My historical analysis:
The Puritans were not unlike the Boomers in many ways. They were fierce critics of the legitimacy of "authority", with the authority being that of the Monarchy and the Church of England. The Glorious Generation brought this to completion with the Glorious Revolution and the supremacy of Parliament.
with the legitimacy of Authority vanquished the Great Awakening Generation (Ben Franklin's and Sam Adam's generation) brought the necessity of the Old Rules and the "stogy" elders defending them into question (Ben Franklin famously called Cotton Mather a "bore"). Many, inspired by Newtonian physics, religious motivations, or both declared that society operated too by "natural laws", that people could rule themselves without complex rules. The Republican Generation (Jefferson, Hamilton, Madison) brought this to completion in the American Revolution.

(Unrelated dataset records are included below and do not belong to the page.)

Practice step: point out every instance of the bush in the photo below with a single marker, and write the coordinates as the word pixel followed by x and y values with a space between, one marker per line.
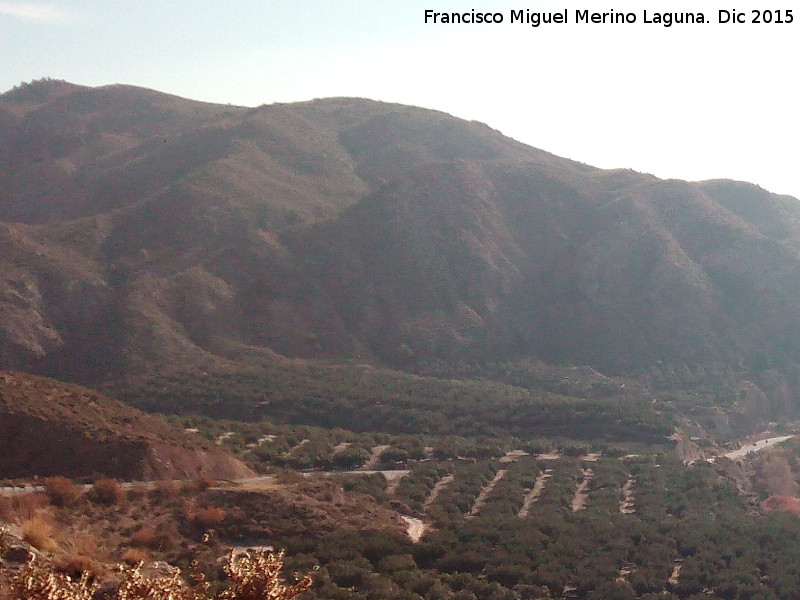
pixel 252 577
pixel 38 532
pixel 107 491
pixel 61 491
pixel 210 516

The Transcendentals (Lincoln's, Emerson's, and Thoreau's Generation), disoriented by the lack of rules to guide them, searched for some authority or principle to guide them. For many it was a Personal God (in contrast to the Deist God of the Enlightenment), for others it was The Nation as expressed in the deification of the Founders. For a growing number of secular urban elites and middle class it was the novel faith of Science, Technology, and Progress. The Gilded Generation (Grant, McKinley, Twain) brought this to completion during the Civil War and the Gilded Age.
The Missionary Generation (of William Jennings Bryan and FDR) faith in these Authorities and Principles lead them to create a complex system of rules around these Authorities and Principles to channel society towards Utopia. The contrast to the Awakeners is stark. The GIs brought this to completion during the Depression and WW2 as the generation that thought one could build one's way to Utopia.
The Boomers, like the Puritans before them, attacked the legitimacy of Authority, in this case it was Science, Technology, Progress, Organized Religion, and Nationalism. The Millennials will bring this to completion
If this hypothesis is correct then the GOP may die over the next 20 years and the Democratic party will split into 2 parties.